Dilansir dari Viva, upaya tersebut berawal dari pemerintah yang melakukan pembahasan terkait pihak yang berwenang dalam melakukan penyensoran terkait konten-konten over the top (OTT), apakah wewenang untuk Lembaga Penyiaran atau Kemkominfo.
Direktur Jenderal Kemkominfo, Usman Kansong di Jakarta pada Senin (14/08/2023) mengatakan, "Kita masih dalam gagasan untuk membuat aturan tata kelola.

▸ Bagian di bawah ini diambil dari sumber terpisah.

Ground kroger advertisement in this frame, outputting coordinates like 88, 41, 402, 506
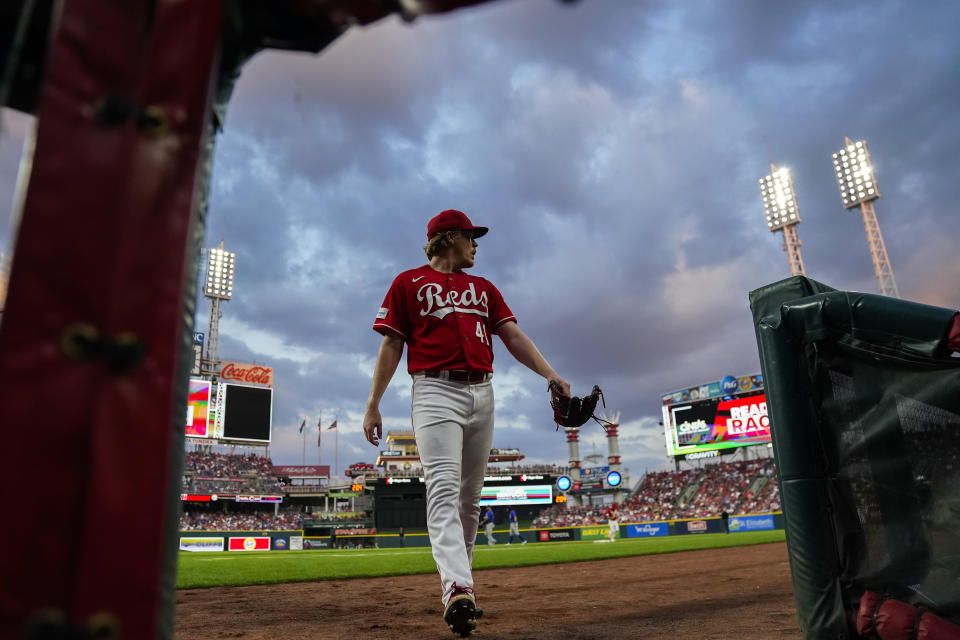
663, 375, 770, 455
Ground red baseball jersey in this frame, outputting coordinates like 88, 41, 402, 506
373, 264, 517, 373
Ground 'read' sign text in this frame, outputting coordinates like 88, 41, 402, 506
220, 362, 273, 387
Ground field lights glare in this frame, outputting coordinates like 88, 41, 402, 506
758, 168, 800, 231
607, 471, 623, 487
833, 140, 880, 209
203, 248, 237, 300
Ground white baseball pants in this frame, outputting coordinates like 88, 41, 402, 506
411, 376, 493, 604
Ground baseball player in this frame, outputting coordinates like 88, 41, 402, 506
483, 507, 497, 547
507, 509, 527, 545
607, 504, 620, 542
363, 209, 570, 636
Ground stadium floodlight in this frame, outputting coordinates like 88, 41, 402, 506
833, 137, 900, 298
200, 242, 237, 375
758, 162, 806, 276
203, 245, 237, 300
759, 164, 801, 231
833, 139, 880, 209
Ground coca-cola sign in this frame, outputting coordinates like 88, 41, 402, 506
220, 362, 273, 387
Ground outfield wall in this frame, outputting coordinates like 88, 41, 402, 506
180, 511, 784, 551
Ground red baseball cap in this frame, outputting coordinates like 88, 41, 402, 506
427, 209, 490, 240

Karena OTT-kan menayangkan film, sedangkan Undang-undang Informasi dan Transaksi Elektronik (UU ITE) lebih secara umum, tidak termasuk berita dan film.”
Pemerintah juga dilaporkan bahwa menginginkan adanya sensor untuk pencegahan, bukan take down konten yang sudah rilis karena berpotensi disimpan oleh pengguna terlebih dulu.

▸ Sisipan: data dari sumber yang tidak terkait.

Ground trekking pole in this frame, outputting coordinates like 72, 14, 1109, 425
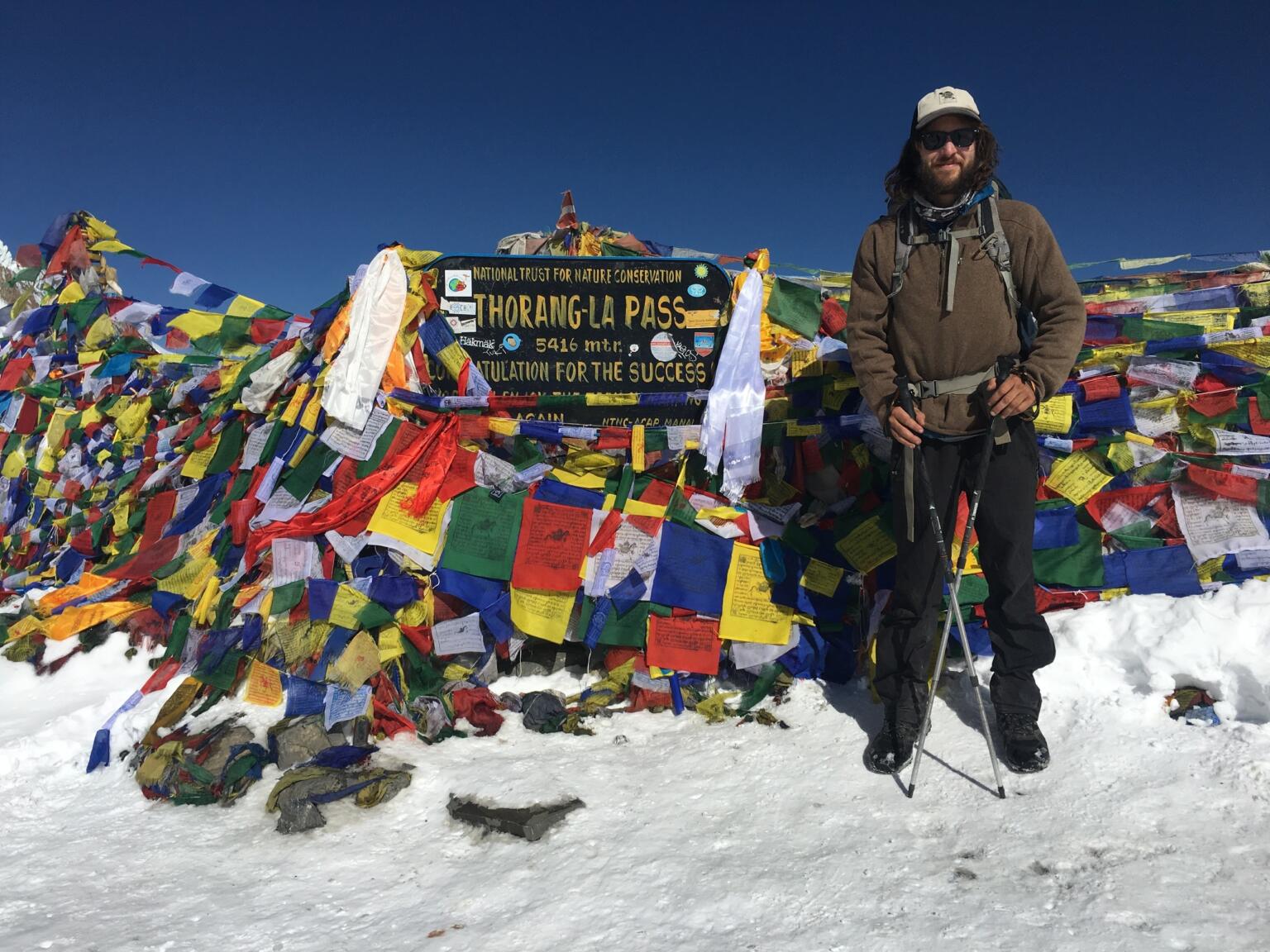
895, 360, 1009, 800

“Kita ingin Netflix dan lainnya mencegah konten negatif tayang, bukan take down yang mana itu sudah keluar, berpotensi sudah disimpan. Tapi persoalannya Netflix adalah film, siapa yang berwenang melakukan sensor,” ucap Usman.
Diketahui, rencana penyensoran itu sebetulnya sudah ada sejak masa jabatan Rudiantara (mantan Menkominfo) namun, saat itu perusahaan OTT diketahui belum konsisten dan seluas sekarang.
Dilansir dari CNN Indonesia, terkait hal tersebut pun Kemkominfo berdiskusi dengan Lembaga Sensor Film (LSF) tentang bagaimana sebaiknya film yang ditayangkan Netflix dan OTT lainnya.
Maka dari itu, Budi Arie Setiadi selaku Menkominfo akan melakukan pengkajian secara serius terkait potensi memasukkan layanan streaming film seperti Netflix ke dalam unsur penyiaran layaknya seperti TV konvensional.
“Kita sedang mengkaji secara serius apakah nanti OTT (over the top, penyedia layanan video internet) dimasukkan dalam ranah penyiaran,” ujar Budi Arie Setiadi.
Hal tersebut bertujuan agar layanan streaming bisa kena sensor sebagaimana pada tayangan di free to air (FTA) dan sebagai bentuk dorongan perlakuan terhadap tayangan yang sejenis.
“Sehingga OTT ini masuk dalam ranah penyiaran karena secara audio visual dia juga harus mengikuti ketentuan UU yang berlaku di Indonesia, soal sensorship dan lain-lain. Jangan yang satu media diberlakukan UU Penyiaran dan lainnya, sementara platform lain, padahal produknya sejenis, tidak,” ungkap Budi Arie.
Di samping itu, pihak agensi humas dari Netflix juga belum bisa memberikan komentar terkait hal tersebut secara resmi.